BarcelonaAccidents 2010-18

Yes, I let myself go and get sucked in by my origins. I just had to work on a database that is from my hometown (Barcelona) as a modest way to show my support to the fellow Catalans in these sad days (‘Stay strong and together’)

I obtained all the information thanks to openData Barcelona. All these file are easily available in BarcelonaOpenData

nofrauds

Brief description of Barcelona Accidents.

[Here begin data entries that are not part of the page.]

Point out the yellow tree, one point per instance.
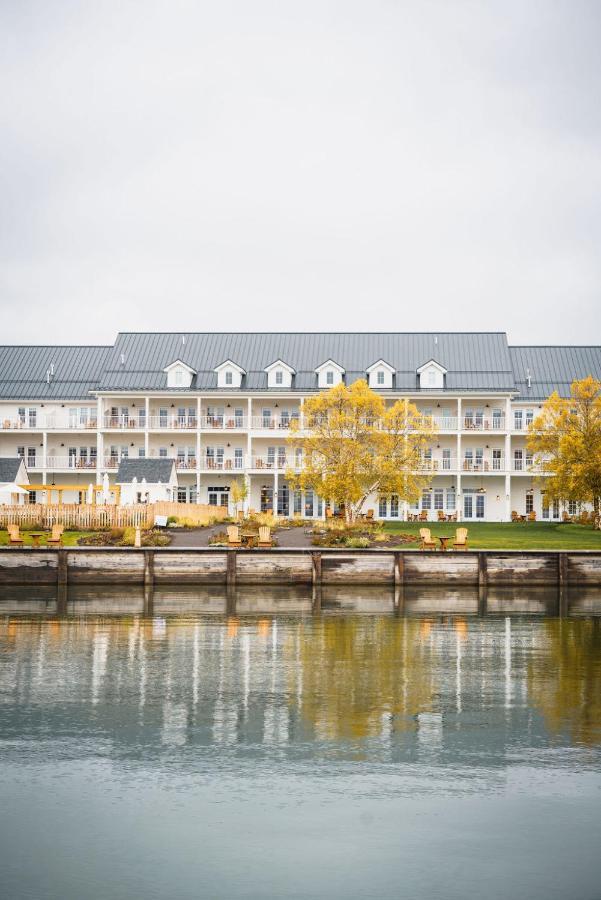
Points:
(565, 439)
(353, 446)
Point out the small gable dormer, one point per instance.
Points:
(431, 376)
(329, 374)
(229, 374)
(179, 374)
(380, 375)
(279, 374)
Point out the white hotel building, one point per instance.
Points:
(220, 405)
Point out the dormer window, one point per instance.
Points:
(279, 374)
(329, 373)
(431, 375)
(380, 374)
(229, 374)
(179, 374)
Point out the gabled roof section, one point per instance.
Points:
(182, 365)
(380, 364)
(429, 364)
(330, 364)
(153, 470)
(230, 364)
(280, 364)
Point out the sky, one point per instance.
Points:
(306, 166)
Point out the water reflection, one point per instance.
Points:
(192, 743)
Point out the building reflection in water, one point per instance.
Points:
(435, 673)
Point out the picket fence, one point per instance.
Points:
(84, 517)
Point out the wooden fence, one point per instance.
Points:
(85, 517)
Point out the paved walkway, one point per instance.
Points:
(199, 537)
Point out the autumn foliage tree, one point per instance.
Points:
(353, 446)
(566, 440)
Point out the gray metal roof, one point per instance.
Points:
(23, 372)
(153, 470)
(553, 369)
(9, 468)
(474, 361)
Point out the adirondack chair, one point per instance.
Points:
(233, 536)
(265, 536)
(460, 542)
(427, 542)
(56, 538)
(14, 535)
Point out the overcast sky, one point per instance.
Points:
(304, 165)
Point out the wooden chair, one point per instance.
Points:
(56, 538)
(265, 536)
(460, 542)
(14, 535)
(233, 536)
(427, 542)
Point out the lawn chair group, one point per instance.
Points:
(429, 543)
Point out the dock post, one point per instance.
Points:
(562, 594)
(148, 568)
(62, 568)
(230, 575)
(482, 583)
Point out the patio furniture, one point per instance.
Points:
(56, 537)
(265, 536)
(233, 536)
(427, 542)
(460, 542)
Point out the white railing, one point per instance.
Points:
(221, 463)
(225, 422)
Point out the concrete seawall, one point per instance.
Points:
(150, 566)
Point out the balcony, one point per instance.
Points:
(223, 423)
(221, 463)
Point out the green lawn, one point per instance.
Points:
(510, 535)
(70, 538)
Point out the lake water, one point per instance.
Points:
(277, 745)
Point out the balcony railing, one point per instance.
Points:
(223, 423)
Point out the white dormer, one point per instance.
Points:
(229, 374)
(279, 374)
(329, 374)
(179, 374)
(431, 375)
(380, 375)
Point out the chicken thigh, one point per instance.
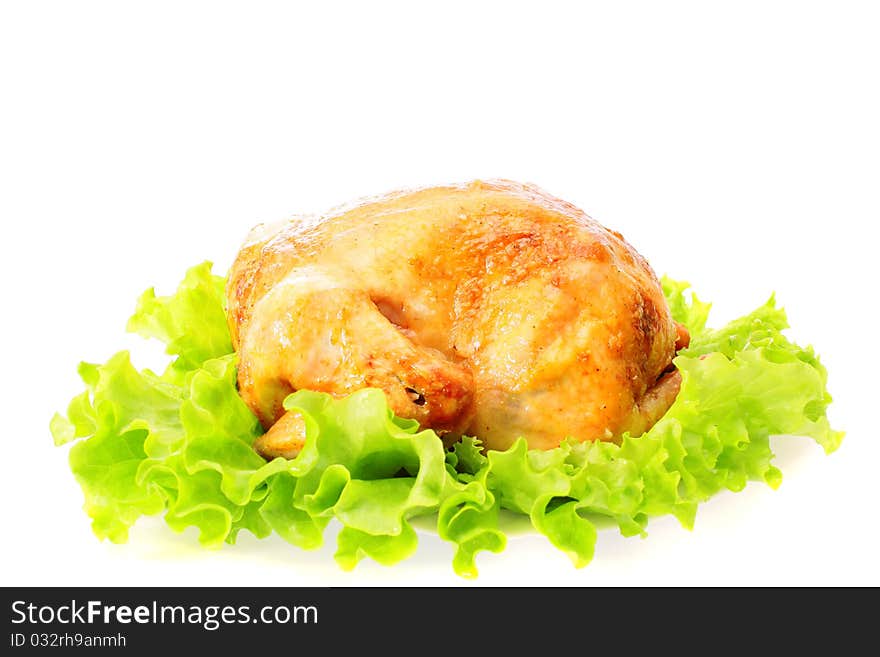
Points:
(489, 309)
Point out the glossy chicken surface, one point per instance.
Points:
(489, 309)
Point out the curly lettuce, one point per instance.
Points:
(179, 444)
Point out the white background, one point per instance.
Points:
(736, 145)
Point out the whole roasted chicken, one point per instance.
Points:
(489, 309)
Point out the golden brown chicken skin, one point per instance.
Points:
(489, 309)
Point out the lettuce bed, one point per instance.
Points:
(179, 443)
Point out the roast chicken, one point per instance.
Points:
(489, 309)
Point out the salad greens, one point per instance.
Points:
(179, 443)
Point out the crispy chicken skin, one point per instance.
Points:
(489, 309)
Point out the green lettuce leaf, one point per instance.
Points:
(179, 444)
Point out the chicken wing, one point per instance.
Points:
(489, 309)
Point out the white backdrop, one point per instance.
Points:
(735, 145)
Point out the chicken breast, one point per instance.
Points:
(489, 309)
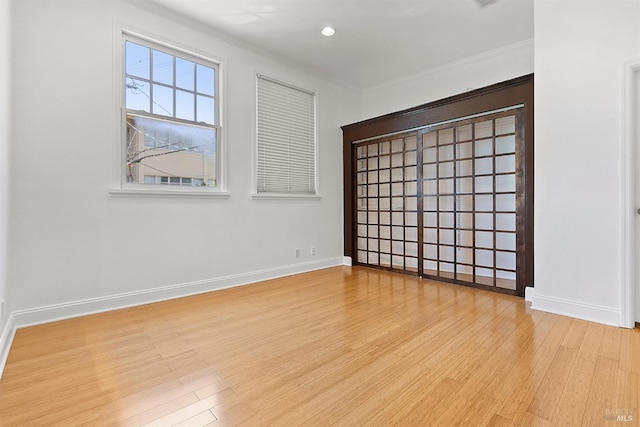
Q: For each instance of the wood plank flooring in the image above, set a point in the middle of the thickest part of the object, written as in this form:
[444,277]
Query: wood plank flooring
[342,346]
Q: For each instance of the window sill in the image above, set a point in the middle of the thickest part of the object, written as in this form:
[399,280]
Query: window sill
[284,196]
[135,192]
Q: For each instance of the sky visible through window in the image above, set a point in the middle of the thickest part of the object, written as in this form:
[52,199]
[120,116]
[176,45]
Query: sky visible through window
[171,118]
[167,85]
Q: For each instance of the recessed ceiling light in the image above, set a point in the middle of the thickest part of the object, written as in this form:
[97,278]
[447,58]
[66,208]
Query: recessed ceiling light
[328,31]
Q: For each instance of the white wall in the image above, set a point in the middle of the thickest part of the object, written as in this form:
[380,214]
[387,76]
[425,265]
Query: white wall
[471,73]
[580,48]
[73,241]
[5,135]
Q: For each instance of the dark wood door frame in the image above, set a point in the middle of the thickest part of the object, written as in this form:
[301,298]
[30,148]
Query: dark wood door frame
[518,91]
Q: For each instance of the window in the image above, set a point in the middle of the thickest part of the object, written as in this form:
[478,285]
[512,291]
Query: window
[172,117]
[286,143]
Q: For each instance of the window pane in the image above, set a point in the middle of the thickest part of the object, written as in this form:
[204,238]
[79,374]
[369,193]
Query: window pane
[185,73]
[184,105]
[137,95]
[206,110]
[162,100]
[186,154]
[137,60]
[206,78]
[162,67]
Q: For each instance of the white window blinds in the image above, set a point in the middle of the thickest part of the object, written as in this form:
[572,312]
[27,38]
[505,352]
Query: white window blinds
[286,149]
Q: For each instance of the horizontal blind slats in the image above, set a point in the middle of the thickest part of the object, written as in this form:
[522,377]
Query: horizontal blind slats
[286,139]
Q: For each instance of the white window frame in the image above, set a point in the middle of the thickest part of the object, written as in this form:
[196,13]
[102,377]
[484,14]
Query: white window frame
[120,187]
[285,195]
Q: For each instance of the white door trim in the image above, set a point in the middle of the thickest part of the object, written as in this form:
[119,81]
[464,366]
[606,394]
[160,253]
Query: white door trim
[628,167]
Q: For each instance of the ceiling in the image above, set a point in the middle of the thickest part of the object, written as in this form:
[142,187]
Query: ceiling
[376,41]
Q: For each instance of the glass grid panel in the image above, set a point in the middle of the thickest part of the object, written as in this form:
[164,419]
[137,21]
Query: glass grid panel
[442,204]
[387,203]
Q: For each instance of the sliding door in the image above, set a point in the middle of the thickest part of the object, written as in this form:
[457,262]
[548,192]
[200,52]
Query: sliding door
[470,203]
[444,201]
[387,202]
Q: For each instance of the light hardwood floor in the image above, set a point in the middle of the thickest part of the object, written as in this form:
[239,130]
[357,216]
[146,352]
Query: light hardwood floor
[344,346]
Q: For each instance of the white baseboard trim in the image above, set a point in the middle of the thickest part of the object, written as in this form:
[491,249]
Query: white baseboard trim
[39,315]
[529,292]
[6,339]
[593,313]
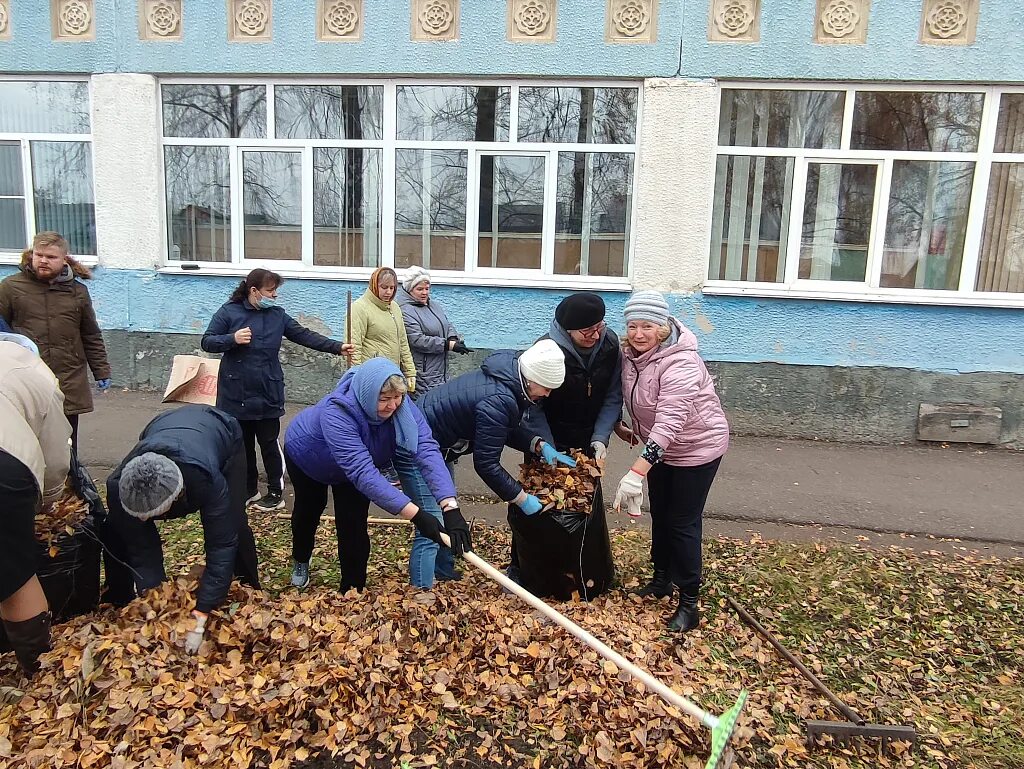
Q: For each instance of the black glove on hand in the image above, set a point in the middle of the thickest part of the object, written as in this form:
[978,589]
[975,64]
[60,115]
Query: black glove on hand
[458,529]
[429,526]
[459,346]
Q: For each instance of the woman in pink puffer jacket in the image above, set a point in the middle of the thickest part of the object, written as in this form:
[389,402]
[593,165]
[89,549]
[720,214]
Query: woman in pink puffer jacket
[676,414]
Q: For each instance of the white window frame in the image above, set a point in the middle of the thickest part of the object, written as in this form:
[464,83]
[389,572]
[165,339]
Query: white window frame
[470,274]
[871,291]
[28,187]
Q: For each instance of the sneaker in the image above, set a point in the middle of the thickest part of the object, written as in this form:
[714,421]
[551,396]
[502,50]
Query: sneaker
[270,502]
[300,574]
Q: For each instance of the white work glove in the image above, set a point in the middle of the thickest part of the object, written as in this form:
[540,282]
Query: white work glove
[631,493]
[194,639]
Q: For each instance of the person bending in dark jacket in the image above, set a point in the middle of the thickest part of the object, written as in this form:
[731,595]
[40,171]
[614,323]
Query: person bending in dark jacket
[248,329]
[189,459]
[479,413]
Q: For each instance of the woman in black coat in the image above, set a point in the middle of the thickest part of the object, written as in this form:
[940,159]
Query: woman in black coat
[248,329]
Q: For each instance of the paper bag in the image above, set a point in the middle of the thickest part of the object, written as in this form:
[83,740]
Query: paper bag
[194,380]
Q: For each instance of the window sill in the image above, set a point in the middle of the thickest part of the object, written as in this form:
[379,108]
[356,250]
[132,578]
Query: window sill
[437,278]
[881,296]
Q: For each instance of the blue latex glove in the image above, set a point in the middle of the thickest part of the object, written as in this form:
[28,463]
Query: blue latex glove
[530,505]
[549,455]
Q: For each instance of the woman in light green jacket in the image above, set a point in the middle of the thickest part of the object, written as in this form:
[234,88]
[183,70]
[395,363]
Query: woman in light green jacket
[378,327]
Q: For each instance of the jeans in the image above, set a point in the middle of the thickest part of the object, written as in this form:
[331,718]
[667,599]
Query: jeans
[677,501]
[428,559]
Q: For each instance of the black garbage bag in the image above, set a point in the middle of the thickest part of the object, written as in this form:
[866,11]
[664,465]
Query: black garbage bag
[559,553]
[69,567]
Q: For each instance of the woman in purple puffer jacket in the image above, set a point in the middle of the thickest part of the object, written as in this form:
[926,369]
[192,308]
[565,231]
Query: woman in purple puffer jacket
[677,416]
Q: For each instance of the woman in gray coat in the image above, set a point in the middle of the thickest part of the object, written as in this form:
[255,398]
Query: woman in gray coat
[431,335]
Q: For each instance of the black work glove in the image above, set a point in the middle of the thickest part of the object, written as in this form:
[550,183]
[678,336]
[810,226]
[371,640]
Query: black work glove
[458,529]
[459,346]
[429,526]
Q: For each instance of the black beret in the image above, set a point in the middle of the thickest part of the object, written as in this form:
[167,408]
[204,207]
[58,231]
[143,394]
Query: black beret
[580,310]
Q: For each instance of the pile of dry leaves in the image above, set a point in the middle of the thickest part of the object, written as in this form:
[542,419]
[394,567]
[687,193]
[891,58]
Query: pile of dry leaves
[561,487]
[59,518]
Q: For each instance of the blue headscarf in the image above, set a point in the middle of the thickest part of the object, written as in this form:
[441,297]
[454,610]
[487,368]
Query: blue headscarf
[366,383]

  1. Dataset contains all the accidents that the local police attended from 2010 to 2018.
  2. The information is gathered and spread in different files: - Accidents. This one has all information about every single accident and its time (date and time) and location (street, district, longitude and latitude). It also gives detailed information about the victims of the accident: how many in total were involved and what type of injuries they had: minor, severe or death. It also gives us the number of vehicles involved in the accident. Finally, there is a column that explains what the role of the pedestrian in the accident if in any case it was one involved. - Causes of the accident. This one adds ‘initial_street’ and ‘mediate_cause’. While the meaning of the first added column is unclear and will need further analysis, the second one -‘mediate_cause’ - indicates the reason - if any - behind the accident (alcohol, drugs, weather, etc). - People. This file contains the information for every single person involved in the accident. What vehicle they were in (car, motorcycle, etc), gender, age, his/her role in the accident (driver, passenger or pedestrian), if he/she was present or not and lastly what injuries suffer and if he/she was treated or not. - Types. This CSV adds a file named ‘accidents_description’ and it describes the type of accident: tun over, collision, crash, etc - Vehicles. This one adds a more detailed information about the vehicle: apart from type (car, bus,etc), it considers the brand name, model, color, what type fo license was holding the driver and finally for how long that driver has been holding the license.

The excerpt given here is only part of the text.